Since Canada is also committed to phasing out public financing of the fossil fuel sector beyond the scope of this fossil fuel subsidies commitment, the government’s work intents to identify current public financing by 2024 and announce by fall 2024 the implementation plan to phase out public financing of the fossil fuel sector.
“Canada is the only G20 country to phase out inefficient fossil fuel subsidies ahead of the 2025 deadline. We are the first country to release a rigorous analytical guide that both fulfils our commitment and transparently supports action. By eliminating inefficient fossil fuel subsidies, the government of Canada is enabling greater support for clean technology, clean growth, and accelerated efforts to decarbonise important Canadian industries, including the oil and gas sector, which continues to play an important role in the Canadian economy,” underscored the government.
Concerns spring up over exceptions
Climate change and environmental activists have welcomed the measures announced by the Canadian government to put an end to the public subsidies that have been helping the fossil fuel industry. For Équiterre, Canada is being exemplary in its management of public funds by reducing its direct and indirect investments in fossil fuel projects, as investments in such projects are “increasingly risky and irresponsible,” especially at a time when Canada is experiencing extreme weather events fueled by climate change, the consequences of which continue to rise.
Marc-André Viau, Équiterre’s Director of Government Relations, stated: “The new guidelines on inefficient subsidies are an important first step to transition the oil and gas sector to clean and renewable energy. These kinds of government measures must help to propel the creation of new sustainable employment opportunities, particularly in communities where a great number of jobs are currently linked to fossil fuel development.”
However, Équiterre is concerned about the exemptions granted in the announcement, particularly for the development of marginal technological solutions such as carbon capture utilisation and storage (CCUS) and hydrogen, which lock in future fossil fuel use.

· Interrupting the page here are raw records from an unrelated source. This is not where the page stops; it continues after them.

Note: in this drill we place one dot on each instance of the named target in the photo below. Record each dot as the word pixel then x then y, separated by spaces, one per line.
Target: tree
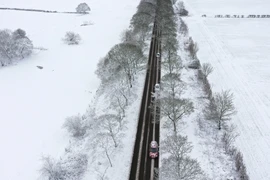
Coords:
pixel 76 125
pixel 52 169
pixel 14 45
pixel 221 107
pixel 175 108
pixel 192 48
pixel 127 58
pixel 6 43
pixel 181 9
pixel 128 36
pixel 179 166
pixel 83 8
pixel 72 38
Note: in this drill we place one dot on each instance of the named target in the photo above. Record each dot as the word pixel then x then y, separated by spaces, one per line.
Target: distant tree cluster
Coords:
pixel 14 46
pixel 72 38
pixel 181 9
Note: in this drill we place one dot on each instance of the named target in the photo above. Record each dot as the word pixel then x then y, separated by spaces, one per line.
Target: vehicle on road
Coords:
pixel 153 149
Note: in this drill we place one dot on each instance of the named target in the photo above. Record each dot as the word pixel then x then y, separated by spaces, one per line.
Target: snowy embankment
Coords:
pixel 238 49
pixel 35 102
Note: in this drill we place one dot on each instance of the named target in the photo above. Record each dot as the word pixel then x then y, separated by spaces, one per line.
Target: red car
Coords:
pixel 153 149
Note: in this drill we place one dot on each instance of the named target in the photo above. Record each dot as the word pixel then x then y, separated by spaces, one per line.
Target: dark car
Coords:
pixel 153 149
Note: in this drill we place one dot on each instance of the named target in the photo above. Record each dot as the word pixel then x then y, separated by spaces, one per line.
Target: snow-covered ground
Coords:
pixel 238 49
pixel 35 102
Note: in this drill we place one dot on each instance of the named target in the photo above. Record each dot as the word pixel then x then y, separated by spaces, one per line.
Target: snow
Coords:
pixel 238 49
pixel 35 102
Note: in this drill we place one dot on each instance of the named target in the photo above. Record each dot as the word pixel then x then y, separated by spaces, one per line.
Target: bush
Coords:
pixel 72 38
pixel 192 48
pixel 14 45
pixel 52 169
pixel 76 125
pixel 183 27
pixel 83 8
pixel 195 64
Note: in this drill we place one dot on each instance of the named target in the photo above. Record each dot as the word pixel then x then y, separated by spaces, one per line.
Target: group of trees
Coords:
pixel 219 108
pixel 14 46
pixel 173 107
pixel 143 20
pixel 117 71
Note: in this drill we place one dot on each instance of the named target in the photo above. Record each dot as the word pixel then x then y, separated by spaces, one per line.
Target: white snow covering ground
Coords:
pixel 238 49
pixel 35 102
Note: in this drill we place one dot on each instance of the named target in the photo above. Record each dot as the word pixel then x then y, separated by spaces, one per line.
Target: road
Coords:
pixel 143 166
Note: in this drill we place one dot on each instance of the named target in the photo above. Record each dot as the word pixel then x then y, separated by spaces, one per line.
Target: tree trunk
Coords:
pixel 174 127
pixel 108 157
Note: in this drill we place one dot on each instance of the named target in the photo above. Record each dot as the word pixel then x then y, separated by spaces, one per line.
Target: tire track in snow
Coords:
pixel 253 117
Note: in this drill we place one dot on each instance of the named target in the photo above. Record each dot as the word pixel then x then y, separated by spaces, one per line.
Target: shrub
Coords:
pixel 195 64
pixel 72 38
pixel 76 125
pixel 14 45
pixel 192 48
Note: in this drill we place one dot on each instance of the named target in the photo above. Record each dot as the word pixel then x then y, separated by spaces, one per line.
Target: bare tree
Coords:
pixel 229 137
pixel 75 165
pixel 76 125
pixel 174 109
pixel 192 48
pixel 207 69
pixel 52 169
pixel 183 27
pixel 221 108
pixel 83 8
pixel 225 107
pixel 127 58
pixel 180 8
pixel 72 38
pixel 106 145
pixel 179 165
pixel 14 45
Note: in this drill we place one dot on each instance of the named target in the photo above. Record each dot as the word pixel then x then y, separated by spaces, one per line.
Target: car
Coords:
pixel 153 151
pixel 157 87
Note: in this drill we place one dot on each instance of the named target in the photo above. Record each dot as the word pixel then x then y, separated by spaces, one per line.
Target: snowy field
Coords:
pixel 238 49
pixel 34 103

Viau underlines that there is still work to be done as long as some forms of fossil fuel subsidies remain.
“These are exit strategies on which the fossil fuel industry is banking heavily to maintain the status quo for their production. Taxpayers’ money should not be used to prop them up. We will continue to pressure the government on the importance of not financially compensating the industry for its failures, and on the importance of ensuring that environmental obligations are respected,” added Viau.